[Chroniques de mitard publiées du 7 au 11 septembre 2012]
La nuit ne porte plus conseil
La nuit ne porte plus conseil, nous avons été trop nombreux à compter sur elle. Ça fait longtemps que je ne compte plus les moutons pour m’endormir. Dix ans de nuits blanches, matelas dur comme de la roche, même mes pensées raisonnent tellement c’est vide dans cette cellule de mitard. Témoignage en temps réel, mon dos courbaturé en a subi les frais. Mais je jure sur la tête des quatre murs de ma grotte de m’en sortir vivant. Je conçois, concède qu’ils ont maquillé, mis une couche de peinture pour essayer de cacher les traces d’une précédente tentative de suicide.
Je suis devenu comme un animal en cage, aucune émotion face à ces kilomètres de murs et de barbelés. Pour ne pas étouffer, je passe mes après-midi en promenade. Promenade bétonnée de la tête aux pieds, grillage barbelé au-dessus du crâne. Difficile d’entrevoir le ciel qui te rappelle qu’il existe d’autres lieux que ta cage de fauve.
Les courriers de tes proches sont lus et relus, disséqués par tes geôliers. Une fois qu’ils t’arrivent en mains propres, ça te procure un plaisir inestimable. Le « JE T’AIME » de ta chérie en fin de lettre a le goût de miel.

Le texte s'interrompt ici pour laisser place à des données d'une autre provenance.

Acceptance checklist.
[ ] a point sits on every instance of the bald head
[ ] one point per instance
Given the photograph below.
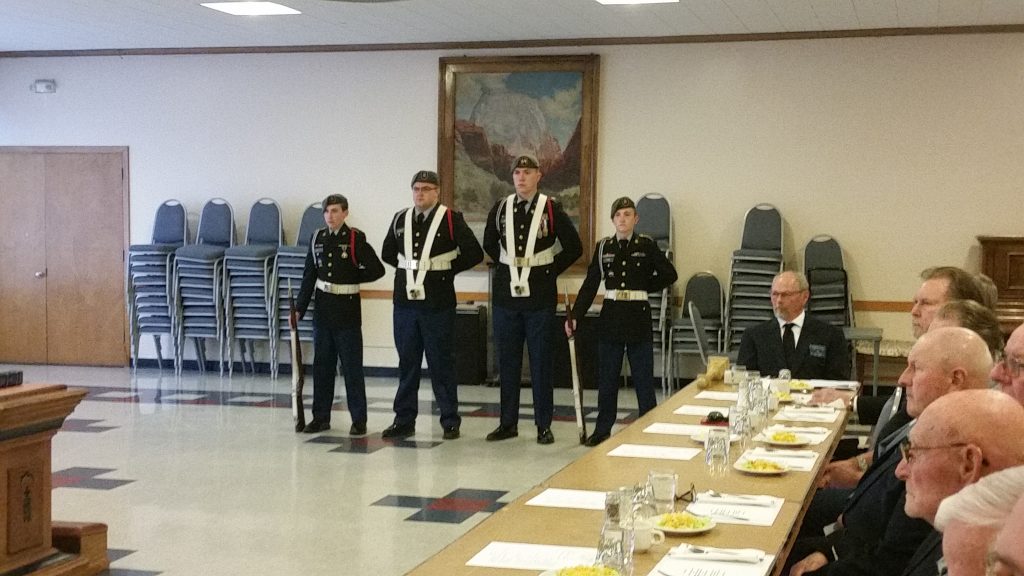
(958, 439)
(942, 361)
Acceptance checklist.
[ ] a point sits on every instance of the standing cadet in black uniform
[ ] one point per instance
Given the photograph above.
(339, 259)
(531, 240)
(632, 266)
(424, 300)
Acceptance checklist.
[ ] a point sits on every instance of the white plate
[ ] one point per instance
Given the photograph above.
(800, 441)
(739, 466)
(682, 531)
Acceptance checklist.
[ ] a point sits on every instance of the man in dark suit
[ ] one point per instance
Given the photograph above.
(530, 240)
(339, 259)
(875, 536)
(631, 266)
(957, 440)
(795, 340)
(428, 244)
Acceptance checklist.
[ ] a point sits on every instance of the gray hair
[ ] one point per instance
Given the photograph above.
(986, 502)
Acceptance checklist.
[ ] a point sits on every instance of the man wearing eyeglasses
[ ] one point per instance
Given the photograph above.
(875, 535)
(795, 340)
(428, 244)
(958, 439)
(1008, 372)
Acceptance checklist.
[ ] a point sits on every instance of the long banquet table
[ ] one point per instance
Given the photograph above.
(597, 470)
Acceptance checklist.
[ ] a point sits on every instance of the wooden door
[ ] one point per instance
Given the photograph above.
(74, 260)
(23, 259)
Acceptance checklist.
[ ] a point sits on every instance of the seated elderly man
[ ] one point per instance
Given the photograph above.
(957, 440)
(1008, 553)
(876, 537)
(795, 340)
(1008, 372)
(971, 520)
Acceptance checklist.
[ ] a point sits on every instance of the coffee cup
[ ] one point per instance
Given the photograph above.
(645, 535)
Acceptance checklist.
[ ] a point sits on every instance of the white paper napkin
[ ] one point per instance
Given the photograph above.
(689, 551)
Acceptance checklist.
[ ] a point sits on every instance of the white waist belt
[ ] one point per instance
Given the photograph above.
(439, 262)
(544, 257)
(337, 288)
(626, 295)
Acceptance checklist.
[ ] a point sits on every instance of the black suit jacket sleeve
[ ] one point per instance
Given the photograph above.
(585, 298)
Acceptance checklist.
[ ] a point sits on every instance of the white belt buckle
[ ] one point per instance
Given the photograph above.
(519, 290)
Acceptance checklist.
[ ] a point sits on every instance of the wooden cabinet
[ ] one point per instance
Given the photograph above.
(1003, 260)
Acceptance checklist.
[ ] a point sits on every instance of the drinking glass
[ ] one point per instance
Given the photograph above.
(663, 484)
(717, 451)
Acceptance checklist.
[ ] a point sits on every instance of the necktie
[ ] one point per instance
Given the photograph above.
(788, 343)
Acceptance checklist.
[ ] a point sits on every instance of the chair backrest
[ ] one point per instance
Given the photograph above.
(655, 219)
(706, 291)
(312, 219)
(822, 251)
(264, 223)
(216, 223)
(762, 229)
(704, 346)
(171, 223)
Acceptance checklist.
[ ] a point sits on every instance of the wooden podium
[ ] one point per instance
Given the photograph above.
(30, 415)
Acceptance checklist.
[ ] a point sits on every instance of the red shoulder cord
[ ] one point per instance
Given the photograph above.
(351, 245)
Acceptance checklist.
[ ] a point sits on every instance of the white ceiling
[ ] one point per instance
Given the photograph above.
(134, 25)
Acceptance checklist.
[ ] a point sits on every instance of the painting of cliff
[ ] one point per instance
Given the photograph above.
(494, 110)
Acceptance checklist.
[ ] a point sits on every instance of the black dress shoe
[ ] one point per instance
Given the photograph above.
(315, 425)
(398, 430)
(545, 437)
(503, 433)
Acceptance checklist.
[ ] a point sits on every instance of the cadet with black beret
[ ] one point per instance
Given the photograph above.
(339, 259)
(632, 266)
(428, 244)
(531, 241)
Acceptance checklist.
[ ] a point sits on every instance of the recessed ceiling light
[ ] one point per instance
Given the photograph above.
(251, 8)
(637, 1)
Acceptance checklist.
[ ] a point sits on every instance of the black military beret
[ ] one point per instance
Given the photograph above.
(426, 176)
(525, 161)
(624, 202)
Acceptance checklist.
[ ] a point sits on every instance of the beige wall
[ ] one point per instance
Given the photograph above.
(903, 149)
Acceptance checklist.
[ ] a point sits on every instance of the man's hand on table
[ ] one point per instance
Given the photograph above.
(809, 564)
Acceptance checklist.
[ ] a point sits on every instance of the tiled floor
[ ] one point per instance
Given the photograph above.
(204, 475)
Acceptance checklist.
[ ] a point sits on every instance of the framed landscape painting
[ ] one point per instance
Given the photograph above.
(495, 109)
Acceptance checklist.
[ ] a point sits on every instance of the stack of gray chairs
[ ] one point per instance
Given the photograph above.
(826, 276)
(705, 292)
(288, 272)
(199, 283)
(655, 221)
(248, 295)
(147, 283)
(754, 265)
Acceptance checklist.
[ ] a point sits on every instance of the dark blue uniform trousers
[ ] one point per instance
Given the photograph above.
(609, 366)
(330, 345)
(512, 327)
(431, 331)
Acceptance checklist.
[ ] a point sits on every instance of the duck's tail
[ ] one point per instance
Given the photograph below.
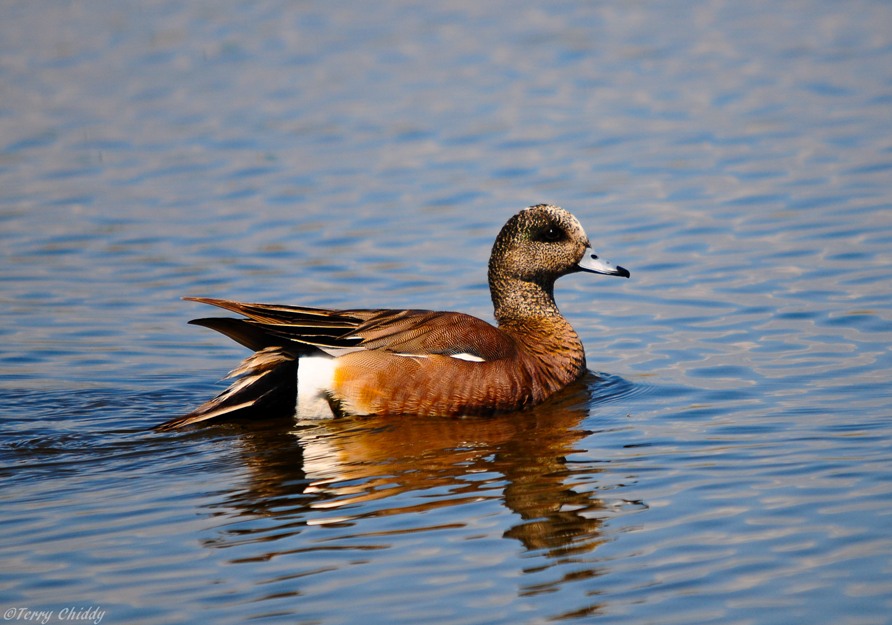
(265, 386)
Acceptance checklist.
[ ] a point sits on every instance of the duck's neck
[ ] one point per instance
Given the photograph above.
(515, 299)
(527, 311)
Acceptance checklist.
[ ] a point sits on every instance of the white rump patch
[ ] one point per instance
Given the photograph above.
(315, 377)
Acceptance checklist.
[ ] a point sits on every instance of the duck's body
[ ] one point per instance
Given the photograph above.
(317, 362)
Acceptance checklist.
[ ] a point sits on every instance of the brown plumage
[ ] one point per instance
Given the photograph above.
(404, 362)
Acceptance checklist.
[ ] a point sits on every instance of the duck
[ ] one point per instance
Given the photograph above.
(312, 363)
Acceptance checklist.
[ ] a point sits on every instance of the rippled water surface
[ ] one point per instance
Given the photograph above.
(728, 461)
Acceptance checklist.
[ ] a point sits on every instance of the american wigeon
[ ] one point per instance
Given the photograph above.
(312, 362)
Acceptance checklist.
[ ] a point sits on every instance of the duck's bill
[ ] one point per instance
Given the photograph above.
(594, 264)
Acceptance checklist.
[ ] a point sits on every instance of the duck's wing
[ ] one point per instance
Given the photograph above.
(266, 382)
(302, 330)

De braqueur de banque, je m’efforce de devenir poète. La plume des « citéens », l’encre du ghetto, autodidacte, un pari fou pour qui m’a connu à mes heures barbares. Gamberge de trentenaire, Robin des blocks n’a pas d’arc mais un stylo, des mots, des pensées, des anecdotes. Trente ans de voyoucratie à essayer de gommer comme une rature au milieu d’un texte, toujours visible comme le nez au milieu de la figure.
L’expérience est le nom que l’on donne à nos erreurs. Alors j’en ai beaucoup, beaucoup trop pour un simple « citéen ». Ainsi font, font, font les mecs des bas-fonds. Les armes et la violence en héritage. La « ZONZON » ne fait plus peur on s’y entasse tous en chœur, aux assises c’est les enchères. Tu passes de dix à quinze de quinze à cinq ans selon l’humeur de tes juges. Ça rentre, ça sort de prison comme dans un moulin « passage obligé » pour les indigènes de la France d’en bas. Vite ! Vite ! Il nous faut un vaccin de toute urgence pour nous guérir de cette mentalité pirate. Les générations se suivent et se ressemblent dans le ghetto.
J’essaie de conjurer le mauvais sort en comptant désormais sur nous-mêmes et plus rien attendre de personne.